Dunghill

Dunghill is a threat actor or ransomware gang that has been operational since early 2023, according to WatchGuard. Its modus operandi involves launching cyber attacks on organizations, encrypting their data, and demanding a ransom in return for its release. Dunghill is known for its high-profile breaches, including the one on Johnson Controls last year. The group uses a data leak site named 'Dunghill Leaks' to exert pressure on its victims. Launched by Dark Angels in April 2023, this platform threatens to publish stolen data if the demanded ransom is not paid. In recent events, Michigan-based technology company Gentex Corporation disclosed a breach by the Dunghill ransomware gang last month. In addition, technology distributor ScanSource confirmed that a ransomware attack caused multiday system outages. Dunghill claimed on its data leak site to have stolen 1TB of data from Nexperia, threatening to publish the rest of the data if its ransom demand is not met.
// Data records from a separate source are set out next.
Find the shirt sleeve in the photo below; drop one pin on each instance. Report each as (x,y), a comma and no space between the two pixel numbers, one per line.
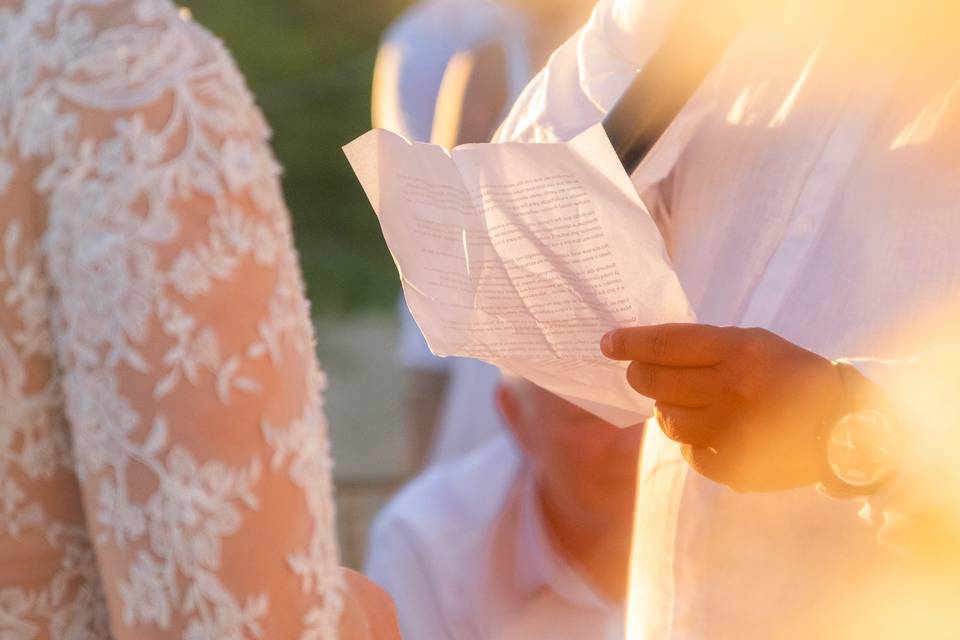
(586,76)
(919,510)
(183,336)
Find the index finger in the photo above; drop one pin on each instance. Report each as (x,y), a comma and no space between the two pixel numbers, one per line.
(671,345)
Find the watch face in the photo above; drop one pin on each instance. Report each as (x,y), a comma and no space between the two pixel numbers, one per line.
(864,449)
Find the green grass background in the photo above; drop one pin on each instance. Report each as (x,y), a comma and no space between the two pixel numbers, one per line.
(310,64)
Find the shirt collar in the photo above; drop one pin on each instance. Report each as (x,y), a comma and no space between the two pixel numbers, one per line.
(539,563)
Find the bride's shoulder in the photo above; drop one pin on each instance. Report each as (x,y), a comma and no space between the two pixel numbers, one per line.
(108,52)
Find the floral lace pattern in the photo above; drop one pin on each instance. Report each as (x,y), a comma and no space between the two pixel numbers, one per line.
(164,467)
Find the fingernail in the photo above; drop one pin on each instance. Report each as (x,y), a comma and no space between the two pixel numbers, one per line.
(606,344)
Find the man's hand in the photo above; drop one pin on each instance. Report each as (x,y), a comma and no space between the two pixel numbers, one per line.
(745,403)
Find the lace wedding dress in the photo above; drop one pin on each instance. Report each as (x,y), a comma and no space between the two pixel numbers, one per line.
(164,467)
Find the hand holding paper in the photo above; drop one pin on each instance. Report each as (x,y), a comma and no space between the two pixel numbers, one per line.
(524,255)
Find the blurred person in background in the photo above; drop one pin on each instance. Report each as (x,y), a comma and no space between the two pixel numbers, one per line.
(164,465)
(516,542)
(809,196)
(447,71)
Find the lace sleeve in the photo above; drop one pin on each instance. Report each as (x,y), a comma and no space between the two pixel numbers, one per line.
(182,332)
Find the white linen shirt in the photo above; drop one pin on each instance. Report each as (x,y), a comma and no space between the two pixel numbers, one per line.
(805,190)
(463,552)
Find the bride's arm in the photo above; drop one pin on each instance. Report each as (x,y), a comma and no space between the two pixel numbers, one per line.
(183,335)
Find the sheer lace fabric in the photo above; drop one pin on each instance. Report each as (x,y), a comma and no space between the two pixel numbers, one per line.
(156,354)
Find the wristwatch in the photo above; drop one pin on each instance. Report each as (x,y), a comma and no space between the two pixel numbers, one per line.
(862,446)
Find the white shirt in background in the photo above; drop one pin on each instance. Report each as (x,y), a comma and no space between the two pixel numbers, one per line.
(463,553)
(799,191)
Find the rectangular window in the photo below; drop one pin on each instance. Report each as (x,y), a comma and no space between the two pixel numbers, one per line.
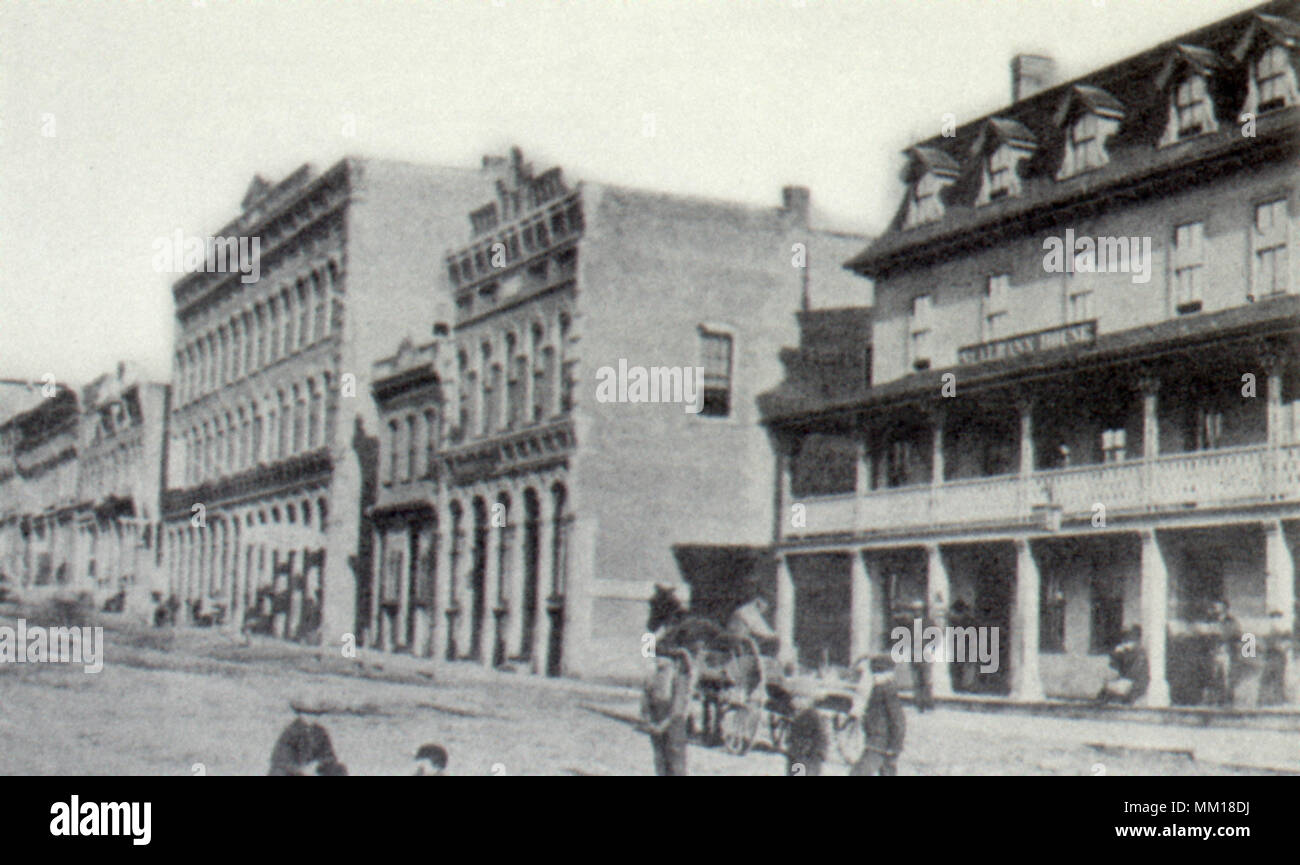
(716,354)
(1114,445)
(1272,263)
(1188,266)
(1105,625)
(996,303)
(1270,76)
(1052,615)
(1087,143)
(919,328)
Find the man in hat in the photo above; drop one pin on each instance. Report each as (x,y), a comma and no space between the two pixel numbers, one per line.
(664,709)
(304,749)
(750,621)
(1132,671)
(883,722)
(806,743)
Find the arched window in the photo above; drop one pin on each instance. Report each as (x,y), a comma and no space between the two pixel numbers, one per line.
(299,410)
(414,450)
(319,307)
(313,415)
(286,425)
(286,334)
(391,467)
(304,314)
(430,439)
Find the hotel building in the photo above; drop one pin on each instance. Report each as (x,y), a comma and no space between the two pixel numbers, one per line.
(1067,446)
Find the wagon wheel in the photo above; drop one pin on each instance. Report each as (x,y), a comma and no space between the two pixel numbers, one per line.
(739,725)
(848,736)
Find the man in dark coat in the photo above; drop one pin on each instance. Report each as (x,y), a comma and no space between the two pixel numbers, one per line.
(883,722)
(1129,660)
(664,710)
(304,749)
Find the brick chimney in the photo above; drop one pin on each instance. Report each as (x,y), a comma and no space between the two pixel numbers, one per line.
(1031,74)
(797,204)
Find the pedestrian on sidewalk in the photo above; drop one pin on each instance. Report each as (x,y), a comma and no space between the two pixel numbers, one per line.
(883,722)
(664,710)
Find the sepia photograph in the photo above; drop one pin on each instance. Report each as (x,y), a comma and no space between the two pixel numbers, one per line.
(785,388)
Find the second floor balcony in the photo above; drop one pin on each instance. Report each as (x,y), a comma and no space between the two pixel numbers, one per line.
(1210,429)
(1255,475)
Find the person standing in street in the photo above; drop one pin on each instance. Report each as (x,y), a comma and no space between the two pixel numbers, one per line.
(883,722)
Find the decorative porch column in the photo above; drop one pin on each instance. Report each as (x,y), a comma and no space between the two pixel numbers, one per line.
(545,579)
(936,601)
(377,638)
(1155,615)
(862,604)
(1272,363)
(785,652)
(410,562)
(515,647)
(1281,580)
(784,448)
(442,580)
(1025,673)
(1149,388)
(492,583)
(1025,407)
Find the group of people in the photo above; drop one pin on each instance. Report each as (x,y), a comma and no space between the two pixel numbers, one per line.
(666,709)
(304,748)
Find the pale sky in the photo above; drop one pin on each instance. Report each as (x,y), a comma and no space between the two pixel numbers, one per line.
(122,121)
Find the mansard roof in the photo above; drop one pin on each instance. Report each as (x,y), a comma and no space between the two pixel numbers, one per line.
(1272,29)
(1127,90)
(1184,57)
(932,159)
(1090,99)
(1004,130)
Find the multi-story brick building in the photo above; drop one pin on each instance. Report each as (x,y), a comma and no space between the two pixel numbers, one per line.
(121,455)
(81,484)
(38,488)
(271,458)
(1064,446)
(525,514)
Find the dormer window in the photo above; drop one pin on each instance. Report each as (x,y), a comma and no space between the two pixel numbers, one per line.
(1192,109)
(930,173)
(1000,147)
(1274,79)
(1086,143)
(1090,116)
(1268,48)
(1186,82)
(924,204)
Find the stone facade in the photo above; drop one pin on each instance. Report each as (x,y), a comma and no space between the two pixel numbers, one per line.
(544,514)
(272,452)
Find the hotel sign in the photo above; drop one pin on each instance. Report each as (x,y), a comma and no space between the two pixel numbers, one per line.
(1071,334)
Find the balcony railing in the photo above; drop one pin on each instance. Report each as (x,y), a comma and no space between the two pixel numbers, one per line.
(1253,475)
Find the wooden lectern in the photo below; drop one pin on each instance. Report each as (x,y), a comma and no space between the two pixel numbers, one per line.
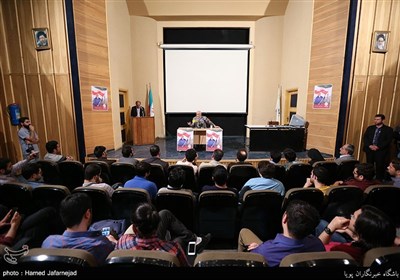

The group is also demanding a hefty $51 million ransom, warning that failure to pay will result in the stolen data being published on the "Dunghill Leaks" site. The cybersecurity industry is closely monitoring the activities of Dunghill. Alex Delamotte, senior threat researcher at SentinelOne, noted that the ransom notes from Dunghill contain an onion link to the Dunghill Leaks site, which is associated with Dark Angels. However, he added that no data attributed to Johnson Controls is currently displayed on the Dunghill Leaks site. As Dunghill continues to pose a significant threat to corporate security, organizations are urged to enhance their cybersecurity measures to mitigate the risk of such attacks.